Best way to define a plane

I figure an origin, and a normal vector. But this leaves me 1 degree of freedom about the normal axis. So I guess I could use another vector to anchor it , one that lies in the plane? And btw Im talking about a reference plane to sketch on or create other reference geometry from so it will have a selectable wire bounding box that lies in the plane. So I’ll need to know its rotation about the normal so I know what orintation to render its bounding frame.

Sean

Mathematically speaking, that won’t work, but really it sort of does. The problem is that vectors are inherently relative, so what you’re describing would parameterize a sequence of planes through the origin; you could, of course, specify an translation as well, which would then be two vectors and a point. But you can do the same thing if you just specify three points on the plane with associated parameter values (u,v). So have the (0,0) (1,0) and (0,1) points specified
in 3-space or 4-space.

Let me try to explain what im trying to do a little better. I have a coordinate system which is driven by the model view matrix. The only action performed on this CS is rotation with the mouse. Pan and zooms are performed using the projection matrix & gluOrtho().
Ok now my world need 3 default reference planes, Front, Top & Right, that intersect at the CS. I have a CPlane class coded. It contains private data members like m_pt[12] that defines the selectable rectangle that lies in the plane, m_type that Ive defined as either PLN_DEFAULT,PLN_ANGLE ,PLN_THRU_3PT, PLN_PAR_THRU_PT, PLN_THRU_LINE_PT and public functions like Render(), Hide(), Select(), and the one that promted this post, SetPosition().

So If I wanted to create the default Front plane, I’d need to call SetPosition(), but Im trying to figure out what would be the best params to send it.
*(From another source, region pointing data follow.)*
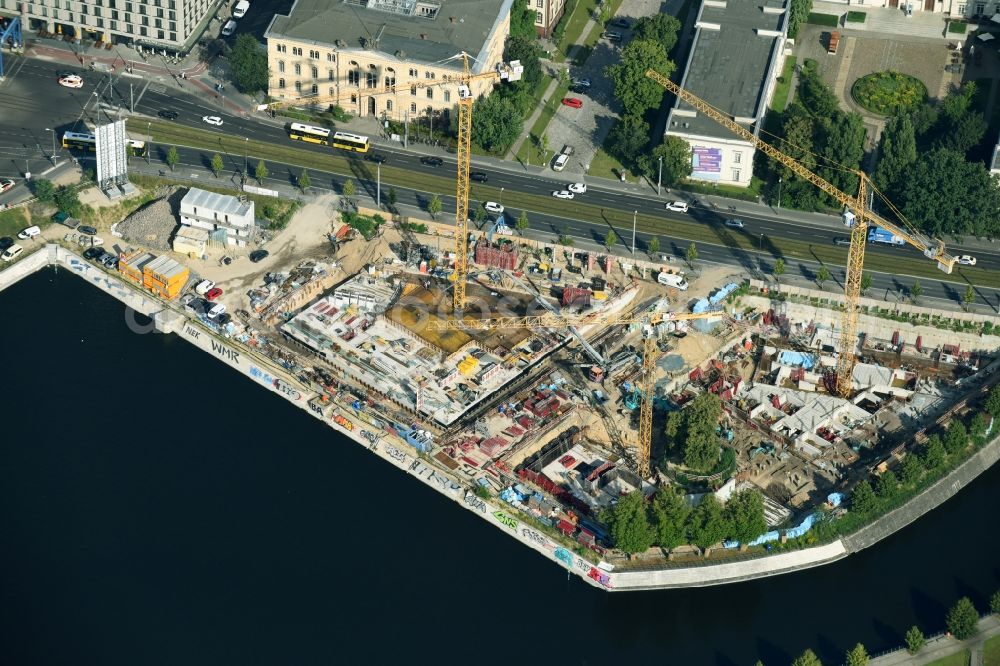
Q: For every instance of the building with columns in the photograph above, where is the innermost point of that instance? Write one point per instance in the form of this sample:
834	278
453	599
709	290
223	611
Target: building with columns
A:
173	26
339	49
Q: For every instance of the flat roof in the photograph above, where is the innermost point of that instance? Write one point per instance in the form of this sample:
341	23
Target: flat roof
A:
729	62
222	203
427	31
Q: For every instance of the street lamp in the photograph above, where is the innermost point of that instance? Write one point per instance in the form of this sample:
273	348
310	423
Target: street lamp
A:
53	158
You mentioned a point and two vectors. This makes sence to me. The point would be the ref planes origin, one vector would lie in the ref plane X direction and the other in its Y direction. I could then ectract its normal thru the cross product of those two vectors. Seems to me that you can define a plane with a coor sys and a vector.The plane will always be perpendicular to the vectors direction.